There was a nasal, clipped quality to the governor’s voice that stopped just short of outright rudeness. Clayton put it down to the governor’s wanting to avoid having to answer any more questions about the escape — it wasn’t hard to imagine that he’d already taken a lot of flak over what had happened, and he didn’t look like someone who’d welcome being in the line of fire. But Trave wasn’t in the least deterred — Clayton couldn’t remember ever seeing his boss this fired up before.

‘I want to ask you about David Swain and Edward Earle, the two prisoners who escaped last weekend,’ said Trave. ‘I want to know who put them in a cell together.
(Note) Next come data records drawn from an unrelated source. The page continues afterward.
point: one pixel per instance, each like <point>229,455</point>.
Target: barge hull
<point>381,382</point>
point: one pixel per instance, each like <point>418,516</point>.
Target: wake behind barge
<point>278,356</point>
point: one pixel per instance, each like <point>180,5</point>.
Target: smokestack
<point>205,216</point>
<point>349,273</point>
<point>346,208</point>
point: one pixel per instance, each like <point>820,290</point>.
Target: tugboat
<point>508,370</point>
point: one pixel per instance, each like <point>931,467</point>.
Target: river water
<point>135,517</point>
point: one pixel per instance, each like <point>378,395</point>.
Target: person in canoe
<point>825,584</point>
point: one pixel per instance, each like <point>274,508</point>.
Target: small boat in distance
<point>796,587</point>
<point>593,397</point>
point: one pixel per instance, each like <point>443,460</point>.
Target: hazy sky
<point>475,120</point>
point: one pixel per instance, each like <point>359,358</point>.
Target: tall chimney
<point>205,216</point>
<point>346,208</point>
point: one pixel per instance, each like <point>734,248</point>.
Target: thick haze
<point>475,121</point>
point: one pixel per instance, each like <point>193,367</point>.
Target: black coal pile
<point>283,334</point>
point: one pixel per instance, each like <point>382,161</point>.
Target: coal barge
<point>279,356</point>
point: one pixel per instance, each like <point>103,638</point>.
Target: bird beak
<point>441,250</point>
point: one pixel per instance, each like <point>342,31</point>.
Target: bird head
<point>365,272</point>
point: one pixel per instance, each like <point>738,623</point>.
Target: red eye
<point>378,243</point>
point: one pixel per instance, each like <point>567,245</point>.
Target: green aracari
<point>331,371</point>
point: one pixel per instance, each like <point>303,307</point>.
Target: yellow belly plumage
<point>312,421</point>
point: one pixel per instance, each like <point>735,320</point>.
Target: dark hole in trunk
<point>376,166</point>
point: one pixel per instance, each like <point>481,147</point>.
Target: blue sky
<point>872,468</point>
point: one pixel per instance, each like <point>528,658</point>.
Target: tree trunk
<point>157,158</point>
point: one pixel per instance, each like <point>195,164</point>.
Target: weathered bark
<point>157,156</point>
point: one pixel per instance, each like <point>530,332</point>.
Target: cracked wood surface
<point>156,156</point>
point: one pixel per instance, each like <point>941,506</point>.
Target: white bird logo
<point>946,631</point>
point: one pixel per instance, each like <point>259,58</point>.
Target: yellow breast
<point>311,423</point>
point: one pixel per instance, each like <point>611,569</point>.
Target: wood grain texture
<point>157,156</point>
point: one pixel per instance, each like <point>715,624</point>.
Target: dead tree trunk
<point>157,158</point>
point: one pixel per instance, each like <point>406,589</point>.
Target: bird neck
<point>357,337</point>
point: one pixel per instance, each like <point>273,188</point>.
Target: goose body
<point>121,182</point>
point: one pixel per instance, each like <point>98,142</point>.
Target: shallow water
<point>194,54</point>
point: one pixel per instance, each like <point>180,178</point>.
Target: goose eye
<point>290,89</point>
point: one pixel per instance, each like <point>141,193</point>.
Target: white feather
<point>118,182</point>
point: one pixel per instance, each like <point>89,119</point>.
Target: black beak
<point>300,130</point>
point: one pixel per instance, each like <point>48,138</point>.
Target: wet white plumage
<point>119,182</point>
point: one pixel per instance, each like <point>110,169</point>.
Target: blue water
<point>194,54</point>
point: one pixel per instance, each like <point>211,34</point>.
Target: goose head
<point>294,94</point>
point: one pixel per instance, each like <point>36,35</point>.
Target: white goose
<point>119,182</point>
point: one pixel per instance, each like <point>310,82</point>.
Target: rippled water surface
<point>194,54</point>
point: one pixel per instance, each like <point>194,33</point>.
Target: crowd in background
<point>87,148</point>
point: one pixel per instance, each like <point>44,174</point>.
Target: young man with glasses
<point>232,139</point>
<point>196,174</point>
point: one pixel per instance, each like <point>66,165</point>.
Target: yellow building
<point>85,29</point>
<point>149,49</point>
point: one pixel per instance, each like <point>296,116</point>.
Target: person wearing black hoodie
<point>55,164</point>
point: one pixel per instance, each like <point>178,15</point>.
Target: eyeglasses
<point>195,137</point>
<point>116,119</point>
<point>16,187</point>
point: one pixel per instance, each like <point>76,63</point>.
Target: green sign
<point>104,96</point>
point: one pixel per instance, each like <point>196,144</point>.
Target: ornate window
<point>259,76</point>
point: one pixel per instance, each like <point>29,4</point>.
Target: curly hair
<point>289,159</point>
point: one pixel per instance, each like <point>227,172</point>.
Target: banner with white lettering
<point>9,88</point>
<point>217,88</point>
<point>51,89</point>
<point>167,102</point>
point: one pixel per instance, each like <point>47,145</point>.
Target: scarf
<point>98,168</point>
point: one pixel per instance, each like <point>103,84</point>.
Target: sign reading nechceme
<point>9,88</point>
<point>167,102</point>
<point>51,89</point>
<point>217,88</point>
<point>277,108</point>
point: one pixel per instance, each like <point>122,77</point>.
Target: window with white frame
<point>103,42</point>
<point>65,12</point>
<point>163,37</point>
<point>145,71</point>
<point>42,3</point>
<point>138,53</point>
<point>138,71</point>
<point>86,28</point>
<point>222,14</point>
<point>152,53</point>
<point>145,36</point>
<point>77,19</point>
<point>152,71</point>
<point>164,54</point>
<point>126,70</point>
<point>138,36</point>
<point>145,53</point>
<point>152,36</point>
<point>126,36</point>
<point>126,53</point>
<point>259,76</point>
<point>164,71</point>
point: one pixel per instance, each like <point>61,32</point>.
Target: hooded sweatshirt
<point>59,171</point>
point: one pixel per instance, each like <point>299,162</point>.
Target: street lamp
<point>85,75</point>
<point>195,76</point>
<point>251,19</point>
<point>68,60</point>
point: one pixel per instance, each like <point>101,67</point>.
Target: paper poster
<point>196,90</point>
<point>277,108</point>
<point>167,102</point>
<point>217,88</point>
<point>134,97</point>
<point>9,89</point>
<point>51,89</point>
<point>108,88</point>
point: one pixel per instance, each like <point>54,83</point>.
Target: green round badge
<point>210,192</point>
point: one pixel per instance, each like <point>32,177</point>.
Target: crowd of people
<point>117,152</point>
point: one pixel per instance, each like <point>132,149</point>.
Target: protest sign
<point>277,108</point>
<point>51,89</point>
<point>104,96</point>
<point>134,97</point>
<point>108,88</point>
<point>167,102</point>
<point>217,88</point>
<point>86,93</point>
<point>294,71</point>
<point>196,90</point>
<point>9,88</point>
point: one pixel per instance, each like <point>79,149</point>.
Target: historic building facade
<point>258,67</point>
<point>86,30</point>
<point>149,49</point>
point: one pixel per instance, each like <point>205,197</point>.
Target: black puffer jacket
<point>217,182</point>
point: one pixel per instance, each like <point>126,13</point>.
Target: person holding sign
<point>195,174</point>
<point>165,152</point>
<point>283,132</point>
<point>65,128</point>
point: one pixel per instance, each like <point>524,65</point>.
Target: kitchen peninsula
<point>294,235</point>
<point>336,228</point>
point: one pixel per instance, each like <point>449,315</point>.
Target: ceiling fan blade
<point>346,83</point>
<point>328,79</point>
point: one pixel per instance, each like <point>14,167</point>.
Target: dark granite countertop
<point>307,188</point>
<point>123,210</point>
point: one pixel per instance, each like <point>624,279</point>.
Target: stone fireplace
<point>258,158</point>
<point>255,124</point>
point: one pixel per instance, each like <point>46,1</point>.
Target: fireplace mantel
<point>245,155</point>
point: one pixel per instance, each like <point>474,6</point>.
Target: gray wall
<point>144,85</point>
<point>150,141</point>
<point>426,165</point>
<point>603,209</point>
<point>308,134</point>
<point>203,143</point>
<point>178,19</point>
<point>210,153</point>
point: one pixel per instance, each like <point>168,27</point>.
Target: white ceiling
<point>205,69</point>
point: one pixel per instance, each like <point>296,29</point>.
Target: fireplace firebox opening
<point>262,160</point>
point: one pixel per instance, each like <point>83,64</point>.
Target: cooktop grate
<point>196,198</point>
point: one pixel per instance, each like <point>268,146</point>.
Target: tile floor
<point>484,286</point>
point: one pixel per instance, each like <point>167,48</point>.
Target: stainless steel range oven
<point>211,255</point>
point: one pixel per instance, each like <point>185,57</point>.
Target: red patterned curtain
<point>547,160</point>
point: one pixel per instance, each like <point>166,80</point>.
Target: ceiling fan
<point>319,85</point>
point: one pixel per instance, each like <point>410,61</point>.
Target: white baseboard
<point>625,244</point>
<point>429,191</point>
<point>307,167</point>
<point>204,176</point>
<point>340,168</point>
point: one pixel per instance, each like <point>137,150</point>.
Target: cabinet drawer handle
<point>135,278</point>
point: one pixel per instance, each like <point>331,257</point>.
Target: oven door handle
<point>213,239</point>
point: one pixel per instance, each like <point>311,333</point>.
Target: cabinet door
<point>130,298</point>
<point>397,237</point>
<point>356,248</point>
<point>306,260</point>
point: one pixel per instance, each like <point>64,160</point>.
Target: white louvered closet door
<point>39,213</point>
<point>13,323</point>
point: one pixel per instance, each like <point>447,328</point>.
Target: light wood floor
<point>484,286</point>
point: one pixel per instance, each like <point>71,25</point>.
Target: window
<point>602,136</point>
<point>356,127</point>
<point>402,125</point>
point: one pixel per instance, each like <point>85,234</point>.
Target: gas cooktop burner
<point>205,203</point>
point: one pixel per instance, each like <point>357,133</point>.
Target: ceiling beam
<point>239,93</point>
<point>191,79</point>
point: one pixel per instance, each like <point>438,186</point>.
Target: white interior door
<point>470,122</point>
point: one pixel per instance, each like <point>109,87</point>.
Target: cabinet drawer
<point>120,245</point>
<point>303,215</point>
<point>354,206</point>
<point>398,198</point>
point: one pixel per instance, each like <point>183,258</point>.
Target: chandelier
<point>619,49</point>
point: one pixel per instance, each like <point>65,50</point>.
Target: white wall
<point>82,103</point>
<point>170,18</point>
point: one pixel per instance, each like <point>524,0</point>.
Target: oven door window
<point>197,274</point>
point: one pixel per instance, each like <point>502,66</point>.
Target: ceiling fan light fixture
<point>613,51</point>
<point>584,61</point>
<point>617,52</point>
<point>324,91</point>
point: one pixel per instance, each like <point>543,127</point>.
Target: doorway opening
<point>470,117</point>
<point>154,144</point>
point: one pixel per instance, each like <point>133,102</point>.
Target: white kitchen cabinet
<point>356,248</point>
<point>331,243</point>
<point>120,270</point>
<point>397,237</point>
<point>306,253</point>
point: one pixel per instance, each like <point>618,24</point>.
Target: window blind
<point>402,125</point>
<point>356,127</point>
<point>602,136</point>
Whose decision was it?’

‘It was nobody’s decision,’ the governor shot back without hesitating. ‘It was standard administration. Swain’s cellmate was sent to the punishment block because he was caught fighting, and so Earle replaced him. It’s not our practice to keep cells in single occupation, Inspector. Space is at a premium here.’

‘But why Earle? Why put a known escaper in with a maximum-security prisoner?’

‘There are a lot of high-security prisoners here. Earle had to go somewhere.’

‘Why? Why couldn’t he stay where he was? Why not put a new arrival with Swain?’

‘Because we didn’t. That’s why. We move prisoners around. It’s our policy. I don’t know what you’re implying, Inspector, but…’

‘I’m not implying anything,’ said Trave interrupting. ‘Two men have escaped from your prison. One of them is a convicted murderer who’s still on the run, and I need to know how they came to be put together. That’s all.’

‘And I’ve told you how,’ said the governor, rising from his chair. ‘Now, if you’ll excuse me…’

But Trave stayed anchored to his seat, ignoring the governor’s attempt to terminate the interview.

‘How many visits are convicted prisoners allowed each month?’ he asked.

‘Two,’ said the governor, reluctantly resuming his seat. ‘Two every four weeks.’